Few know the real horror of living in the “triangle of death” and the “land of tumors,” as the area is known across Italy, as intimately as Father Maurizio Patriciello, a local priest at in the parish of Caivano and co-author of Don’t Wait for the Apocalypse about what he calls “preaching in hell.” He has spent the last 30 years watching the slow death of his community and every day wonders who will be the next parishioner stricken with cancer. “Hell exists and it is not in the afterworld,” Father Patriciello told The Daily Beast. “It is right here in this damned dirt. You can see it and touch it and live it and eat it until it kills you.”
Patriciello has been leading a grassroots movement in Campania to fight those who destroyed the land and protect those who have no choice but to live on it. He scouts the area at night in search of rogue fires that are often tied to the ongoing illegal destruction of toxic waste that cannot be dumped in regular landfills or burned in the area’s incinerators. By day, he buries the dead. He says even handling the deceased is risky. “Sometimes I worry what these polluted bodies are doing to the environment, too,” he says. “The undertakers don’t want to touch them. They are toxic even in the grave.”
Last year, he instigated a campaign to take pictures of dozens of family members whose children have died of brain cancer, which didn’t even exist in any accountable number in the area a decade ago, but is now so prevalent that a mobile cancer van moves through the area to administer medication and take blood-cell counts. He and other parishes in the area sent the postcard pictures to Pope Francis, who called a local nun to tell her he would pray for them. On Friday, March 21, when the pope meets with 700 families of the victims of mafia violence, he will also pray for the victims of the burning fields.
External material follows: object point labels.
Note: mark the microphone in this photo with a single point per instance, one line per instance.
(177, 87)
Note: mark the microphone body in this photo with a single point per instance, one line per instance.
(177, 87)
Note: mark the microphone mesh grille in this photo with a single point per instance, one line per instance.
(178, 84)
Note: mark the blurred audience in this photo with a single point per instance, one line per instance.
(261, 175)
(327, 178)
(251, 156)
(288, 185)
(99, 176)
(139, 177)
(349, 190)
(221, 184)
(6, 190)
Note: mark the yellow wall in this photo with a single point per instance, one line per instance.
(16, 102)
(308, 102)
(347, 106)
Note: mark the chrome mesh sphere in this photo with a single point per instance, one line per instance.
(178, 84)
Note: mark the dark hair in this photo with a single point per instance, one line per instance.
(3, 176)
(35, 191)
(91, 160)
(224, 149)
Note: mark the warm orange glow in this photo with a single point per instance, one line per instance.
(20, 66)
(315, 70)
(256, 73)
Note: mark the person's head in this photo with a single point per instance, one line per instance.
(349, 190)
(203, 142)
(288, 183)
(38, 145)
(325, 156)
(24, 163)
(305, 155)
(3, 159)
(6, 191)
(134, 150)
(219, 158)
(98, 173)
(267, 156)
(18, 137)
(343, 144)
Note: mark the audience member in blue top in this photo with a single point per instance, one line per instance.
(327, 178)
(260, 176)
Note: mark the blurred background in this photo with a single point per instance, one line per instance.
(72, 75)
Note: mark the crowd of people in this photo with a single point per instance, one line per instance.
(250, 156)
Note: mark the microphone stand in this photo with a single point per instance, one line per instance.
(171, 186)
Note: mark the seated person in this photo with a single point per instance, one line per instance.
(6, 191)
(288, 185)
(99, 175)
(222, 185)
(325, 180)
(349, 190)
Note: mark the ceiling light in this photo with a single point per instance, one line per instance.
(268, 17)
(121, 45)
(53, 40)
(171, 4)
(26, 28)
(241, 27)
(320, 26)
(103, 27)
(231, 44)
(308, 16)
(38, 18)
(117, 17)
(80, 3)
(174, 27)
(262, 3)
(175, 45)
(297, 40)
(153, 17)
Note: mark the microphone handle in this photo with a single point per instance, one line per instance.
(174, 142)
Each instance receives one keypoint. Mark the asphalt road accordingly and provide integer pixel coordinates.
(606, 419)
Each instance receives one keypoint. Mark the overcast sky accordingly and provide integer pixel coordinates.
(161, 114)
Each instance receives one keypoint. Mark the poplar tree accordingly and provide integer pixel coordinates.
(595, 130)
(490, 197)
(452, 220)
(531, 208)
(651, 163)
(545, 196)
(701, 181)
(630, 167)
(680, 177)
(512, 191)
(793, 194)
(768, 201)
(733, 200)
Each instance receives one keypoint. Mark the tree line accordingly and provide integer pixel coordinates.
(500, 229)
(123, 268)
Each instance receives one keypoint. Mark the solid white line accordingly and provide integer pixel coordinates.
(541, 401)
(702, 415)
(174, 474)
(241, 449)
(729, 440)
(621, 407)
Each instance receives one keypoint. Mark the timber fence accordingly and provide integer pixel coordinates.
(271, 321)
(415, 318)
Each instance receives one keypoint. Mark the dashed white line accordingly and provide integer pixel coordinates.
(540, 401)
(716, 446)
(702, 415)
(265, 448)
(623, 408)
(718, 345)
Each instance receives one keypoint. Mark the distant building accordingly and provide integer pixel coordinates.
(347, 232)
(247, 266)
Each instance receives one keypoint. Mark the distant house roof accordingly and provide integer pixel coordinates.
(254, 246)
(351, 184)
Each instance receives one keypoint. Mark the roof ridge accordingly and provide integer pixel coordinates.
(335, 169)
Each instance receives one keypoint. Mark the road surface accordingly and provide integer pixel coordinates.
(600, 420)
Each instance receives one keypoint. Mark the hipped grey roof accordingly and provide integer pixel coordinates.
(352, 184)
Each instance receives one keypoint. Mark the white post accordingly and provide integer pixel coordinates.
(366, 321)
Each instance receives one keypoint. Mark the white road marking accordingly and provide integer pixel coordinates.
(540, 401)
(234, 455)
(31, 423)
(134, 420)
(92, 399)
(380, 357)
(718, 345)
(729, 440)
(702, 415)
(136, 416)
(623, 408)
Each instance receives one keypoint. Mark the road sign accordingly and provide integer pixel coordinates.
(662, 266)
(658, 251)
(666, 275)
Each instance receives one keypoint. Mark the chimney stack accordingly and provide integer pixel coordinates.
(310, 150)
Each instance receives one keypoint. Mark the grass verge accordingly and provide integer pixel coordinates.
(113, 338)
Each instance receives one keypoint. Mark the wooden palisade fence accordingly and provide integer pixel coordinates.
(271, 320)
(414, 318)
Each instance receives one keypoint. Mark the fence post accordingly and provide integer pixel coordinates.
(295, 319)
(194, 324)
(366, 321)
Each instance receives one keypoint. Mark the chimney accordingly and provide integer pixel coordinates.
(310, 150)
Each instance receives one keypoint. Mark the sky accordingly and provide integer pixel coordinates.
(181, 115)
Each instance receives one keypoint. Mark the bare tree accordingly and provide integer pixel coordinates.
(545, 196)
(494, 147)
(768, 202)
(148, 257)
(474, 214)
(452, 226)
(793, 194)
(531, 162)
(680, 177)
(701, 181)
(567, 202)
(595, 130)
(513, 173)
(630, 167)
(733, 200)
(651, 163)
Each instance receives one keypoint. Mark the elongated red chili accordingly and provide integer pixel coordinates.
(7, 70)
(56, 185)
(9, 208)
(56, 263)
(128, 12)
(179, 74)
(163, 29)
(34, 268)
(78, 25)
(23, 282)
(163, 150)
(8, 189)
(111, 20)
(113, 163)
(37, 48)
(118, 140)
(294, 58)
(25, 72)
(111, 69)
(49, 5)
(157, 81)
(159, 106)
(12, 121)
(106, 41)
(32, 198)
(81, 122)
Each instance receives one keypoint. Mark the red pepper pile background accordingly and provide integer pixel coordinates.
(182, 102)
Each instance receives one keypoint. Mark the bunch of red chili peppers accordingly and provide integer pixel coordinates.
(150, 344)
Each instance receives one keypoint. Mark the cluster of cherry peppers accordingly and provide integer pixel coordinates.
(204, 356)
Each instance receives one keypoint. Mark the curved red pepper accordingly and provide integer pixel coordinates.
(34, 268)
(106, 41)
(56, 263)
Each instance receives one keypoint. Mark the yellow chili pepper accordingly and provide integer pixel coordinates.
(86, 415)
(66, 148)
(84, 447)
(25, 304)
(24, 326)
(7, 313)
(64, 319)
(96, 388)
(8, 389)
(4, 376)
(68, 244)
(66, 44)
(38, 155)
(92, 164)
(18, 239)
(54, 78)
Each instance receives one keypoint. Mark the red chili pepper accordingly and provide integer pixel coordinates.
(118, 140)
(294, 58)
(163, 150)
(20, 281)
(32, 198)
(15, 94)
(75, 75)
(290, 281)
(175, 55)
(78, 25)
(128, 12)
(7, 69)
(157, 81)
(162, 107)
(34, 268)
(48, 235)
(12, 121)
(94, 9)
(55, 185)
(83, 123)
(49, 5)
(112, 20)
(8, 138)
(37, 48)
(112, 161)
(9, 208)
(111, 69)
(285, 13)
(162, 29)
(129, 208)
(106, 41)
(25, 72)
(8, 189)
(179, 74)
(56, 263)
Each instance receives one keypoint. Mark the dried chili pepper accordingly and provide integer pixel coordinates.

Father Patriciello says he believes there is some progress being made, but it is too little, too late. By his estimate, the area will be safe in 2060—only if good practices are put in place now. But even the ban on commercial sales from the most toxic land won’t mean anything if the local people are still eating what they plant, or if farmers are selling the food on the roadside. “You are what you eat,” he says. “And in this case that means we’re all doomed.”